Fig. 2. Stereo view of a representative part of the electron density map. The 2|F_o| – |F_c| electron density map (1.96 Å resolution, contoured at 1σ above the mean) corresponds to M^pro residues 160–162 (Tyr–Met–His), a conserved motif in coronavirus main proteinases. The strong hydrogen bonding interaction between the Tyr160 hydroxyl group and His162 N^δ1 is indicated.

Fig. 3. Stereo depiction of the six molecules (three dimers) of TGEV M^pro in the asymmetric unit. The monomers A–F are shown in different colours; A = red, B = black, C = green, D = orange-red, E = yellow and F = cyan. Note the 2-fold symmetry axes between the monomers in each of the dimers, and between the two lower dimers in the figure (AB and EF). Each of the monomers measures ∼70 Å × 22 Å × 40 Å.

Fig. 4. A MOLSCRIPT diagram (Kraulis, 1991) showing the overall fold of TGEV M^pro (A) with the two β-barrel domains and the α-helical C-terminal domain. β-strands and helices are represented as arrows and cylinders, respectively. The β-barrels of each domain I and II are composed of six-stranded β-sheets (green). Domain III is composed mainly of α-helices (red). The structures of HAV 3C^pro (PDB code: 1HAV) (B) and α-chymotrypsin (4CHA, residues 12–15 and 147–148 are excised) (C) are shown for comparison.

Fig. 5. Topological representation of the secondary structure elements of a TGEV M^pro monomer. α-helices and β-strands are represented as cylinders and arrows, respectively. Numbers indicate the N- and C-terminal residues of the secondary structure elements. Strands bI and cI are adjacent. Cys144 (yellow) and His41 (blue) are shown by circles. The positions of the N- and C-termini are indicated. Also, the presumed localization of the P5–P1 region of a model substrate is shown (blue) (for details, see text and Figure 7).

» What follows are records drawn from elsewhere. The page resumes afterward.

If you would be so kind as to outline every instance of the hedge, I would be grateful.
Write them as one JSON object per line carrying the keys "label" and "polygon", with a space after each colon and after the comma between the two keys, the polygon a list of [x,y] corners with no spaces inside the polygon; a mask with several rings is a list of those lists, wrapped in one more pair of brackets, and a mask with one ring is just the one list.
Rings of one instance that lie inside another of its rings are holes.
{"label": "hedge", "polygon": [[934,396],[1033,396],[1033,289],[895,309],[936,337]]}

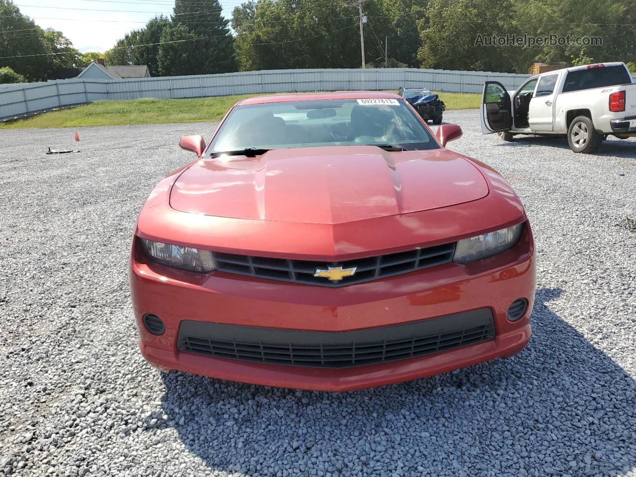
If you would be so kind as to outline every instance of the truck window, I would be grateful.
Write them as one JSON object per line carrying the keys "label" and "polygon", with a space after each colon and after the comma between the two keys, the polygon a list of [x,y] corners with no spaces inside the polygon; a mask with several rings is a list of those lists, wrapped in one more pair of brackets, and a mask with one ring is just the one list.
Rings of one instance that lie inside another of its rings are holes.
{"label": "truck window", "polygon": [[547,76],[542,76],[539,80],[539,86],[537,86],[537,92],[534,93],[535,97],[538,96],[549,96],[552,94],[555,90],[555,85],[556,84],[558,74],[548,74]]}
{"label": "truck window", "polygon": [[632,78],[625,66],[604,66],[589,69],[568,71],[563,92],[605,88],[608,86],[628,85]]}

Fig. 6. Active site of the TGEV M^pro. (A) Difference electron density (|F_o| – |F_c| at 3.0σ above the mean; red) for the oxidized active site Cys144, indicating three oxygen atoms bound to the sulfur. (B) The catalytic Cys144 and His41 residues are shown. The region forming the oxyanion hole (main chain amides of Gly142, Thr143 and Cys144) is highlighted in pink. The water molecule, which occupies a position equivalent to that of the catalytic aspartate of serine proteinases, is shown together with its hydrogen-bonding partners, His41, His163 and Asp186. (C) Superposition of the active site residues of chymotrypsin (shown in red) with the spatially equivalent residues of TGEV M^pro (blue) and HAV 3C^pro (green). The equivalent to the third catalytic residue (Asp102) of chymotrypsin is Asp84 in HAV 3C^pro (side chain oriented differently) and Val84 in TGEV M^pro.

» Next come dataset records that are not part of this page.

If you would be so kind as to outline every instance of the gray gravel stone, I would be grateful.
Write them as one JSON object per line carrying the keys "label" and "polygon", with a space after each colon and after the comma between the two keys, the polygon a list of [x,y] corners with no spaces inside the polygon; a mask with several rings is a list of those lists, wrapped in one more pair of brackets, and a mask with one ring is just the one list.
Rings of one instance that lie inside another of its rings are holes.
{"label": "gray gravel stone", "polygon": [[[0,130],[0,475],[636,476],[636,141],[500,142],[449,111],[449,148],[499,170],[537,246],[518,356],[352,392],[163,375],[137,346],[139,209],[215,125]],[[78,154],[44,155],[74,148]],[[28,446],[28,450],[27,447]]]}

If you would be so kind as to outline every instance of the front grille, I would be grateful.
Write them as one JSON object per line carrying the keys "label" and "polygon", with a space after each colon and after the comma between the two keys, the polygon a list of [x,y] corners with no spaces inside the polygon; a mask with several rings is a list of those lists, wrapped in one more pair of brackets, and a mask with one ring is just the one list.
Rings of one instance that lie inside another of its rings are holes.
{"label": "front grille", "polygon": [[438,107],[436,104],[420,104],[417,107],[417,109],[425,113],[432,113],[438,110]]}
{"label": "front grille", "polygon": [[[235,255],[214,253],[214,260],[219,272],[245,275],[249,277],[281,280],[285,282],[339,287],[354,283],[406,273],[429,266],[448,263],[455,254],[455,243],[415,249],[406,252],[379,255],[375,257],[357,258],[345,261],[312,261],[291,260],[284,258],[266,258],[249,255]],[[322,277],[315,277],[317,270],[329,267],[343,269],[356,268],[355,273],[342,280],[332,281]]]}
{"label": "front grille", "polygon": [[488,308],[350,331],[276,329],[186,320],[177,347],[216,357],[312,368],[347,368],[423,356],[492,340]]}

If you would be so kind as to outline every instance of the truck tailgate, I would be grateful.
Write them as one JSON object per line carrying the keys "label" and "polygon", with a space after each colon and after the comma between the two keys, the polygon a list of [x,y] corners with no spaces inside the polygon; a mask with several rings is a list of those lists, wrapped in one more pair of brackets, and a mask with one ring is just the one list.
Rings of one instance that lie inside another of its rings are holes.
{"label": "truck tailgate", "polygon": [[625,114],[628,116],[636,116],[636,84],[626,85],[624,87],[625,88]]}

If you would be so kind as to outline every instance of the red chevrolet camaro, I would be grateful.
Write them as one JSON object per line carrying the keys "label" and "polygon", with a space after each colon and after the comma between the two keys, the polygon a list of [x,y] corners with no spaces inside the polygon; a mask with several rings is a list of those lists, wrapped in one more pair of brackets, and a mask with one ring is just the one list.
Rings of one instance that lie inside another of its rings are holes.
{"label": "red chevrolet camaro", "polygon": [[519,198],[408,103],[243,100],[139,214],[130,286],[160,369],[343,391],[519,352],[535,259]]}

Fig. 7. Stereo diagram of a P5–P1 substrate (Asn–Ser–Thr–Leu–Gln, red; corresponding to the TGEV M^pro N-terminal autoprocessing site) modelled into the active site cleft of the TGEV M^pro. Hydrogen bonds are depicted by dotted lines.

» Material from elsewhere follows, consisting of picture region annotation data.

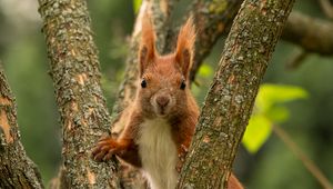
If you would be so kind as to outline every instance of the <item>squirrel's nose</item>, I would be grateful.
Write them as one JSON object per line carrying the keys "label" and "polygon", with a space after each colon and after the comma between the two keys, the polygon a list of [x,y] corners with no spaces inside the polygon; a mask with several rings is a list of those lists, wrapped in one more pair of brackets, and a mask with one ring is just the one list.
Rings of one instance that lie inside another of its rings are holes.
{"label": "squirrel's nose", "polygon": [[169,98],[169,97],[160,96],[160,97],[157,98],[157,103],[158,103],[161,108],[167,107],[169,102],[170,102],[170,98]]}

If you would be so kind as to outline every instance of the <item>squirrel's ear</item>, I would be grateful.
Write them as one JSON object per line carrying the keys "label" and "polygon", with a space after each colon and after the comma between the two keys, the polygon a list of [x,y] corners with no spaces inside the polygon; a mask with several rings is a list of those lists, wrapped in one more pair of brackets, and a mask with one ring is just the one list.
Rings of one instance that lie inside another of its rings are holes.
{"label": "squirrel's ear", "polygon": [[190,68],[192,67],[195,41],[195,28],[193,18],[190,17],[178,34],[175,59],[182,73],[188,78]]}
{"label": "squirrel's ear", "polygon": [[148,13],[144,13],[141,22],[141,42],[139,48],[140,77],[155,56],[155,33]]}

Fig. 8. Intra- and intermolecular contacts of the TGEV M^pro N-terminus. (A) MOLSCRIPT stereo representation of a TGEV M^pro dimer. Molecule A is coloured from blue at the N-terminus, via green (domain II), to red (C-terminus), while molecule B is shown in grey. The catalytic Cys144 and His41 residues are labelled in both monomers. (B) Detailed view of the interactions made by the N-terminal segment (blue) and domains II/III of monomer A as well as domains II/III of monomer B. Residues critically involved in these interactions are designated by the single-letter code and shown in ball-and-stick representation (see text for details). The N- and C-termini of molecule A are indicated.